Monday, July 2, 2007

Onward to Puno - July 2nd

The first American Transit casualty is the train from Cusco to Puno. We arrived to the station with tickets in hand only to find out the ¨tracks were broken." We later learn that this suspicously vague description means that the tracks have been shut down by a blockade of protesting teachers. We get our money back and I weep a little bit on the inside for my train to Puno.

We were more than ready to get out of Cusco, but all the passages to Puno are sold out. We resolve ourselves to take an expensive tourist bus that leaves the next morning. Oh, if we could only go back in time and book another bus. The trip was bad enough in itself: it was chalk full of upscale tourists (mostly Scandanavians, oddly enough) and what we didn´t realize was that the ticket included (not optional) a "tour" of sights on the way. Basically, this meant getting off and on the bus to buy trinkets, take pictures, and eat a buffet lunch.

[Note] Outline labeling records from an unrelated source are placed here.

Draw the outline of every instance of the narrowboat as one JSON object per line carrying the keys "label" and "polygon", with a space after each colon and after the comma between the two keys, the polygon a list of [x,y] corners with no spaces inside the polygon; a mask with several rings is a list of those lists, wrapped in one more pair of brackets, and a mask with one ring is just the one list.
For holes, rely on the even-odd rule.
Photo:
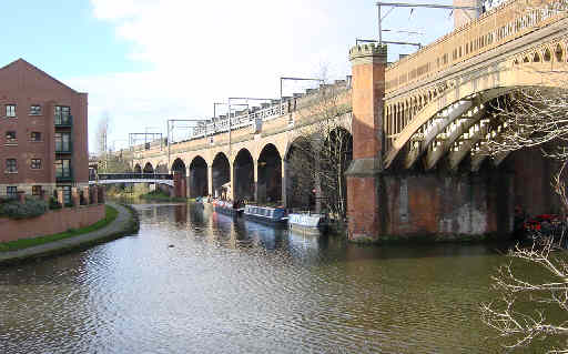
{"label": "narrowboat", "polygon": [[327,232],[329,224],[327,218],[323,214],[290,214],[290,230],[308,233],[323,234]]}
{"label": "narrowboat", "polygon": [[286,226],[288,218],[284,208],[270,208],[246,205],[244,208],[244,218],[263,224],[274,226]]}
{"label": "narrowboat", "polygon": [[234,203],[224,201],[214,202],[213,208],[215,209],[215,212],[229,216],[240,216],[244,211],[244,208],[239,208],[239,205],[235,205]]}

After lunch, the bus takes a bumpy turn and the bus guide tells us that due to the teacher´s strike and blockade, the main route to Puno is inaccessable; we´ll have to take the mountain dirt roads instead. Now Jen and I had already thought that this bus tour seemed right out of the film Babel, but what happened next confirmed it. An angry and obviously terrified middle-age tourist rushed to the front screaming "this isn´t what I paid for!" and "stop this bus!"
He accussed the driver of just wanting to get out of paying to road tolls and said tha the roads were not safe for families. The bus pulled over and there was a tribunal as to whether to turn back a drive 4 hours to Cusco or forge on. Fortunately, the driver decided to ignore the tourist and we made it to Puno at midnight, a 9 hour trip passed over a lovely 16 hours.

In Puno, we got a room that was cleaned with a generous amount of carpet cleaner and tried to put the trip behind us. We happened upon a wedding with a great brass band.


Then we took in an impressive protest by SUTEP, the local teacher´s union. Things were getting better.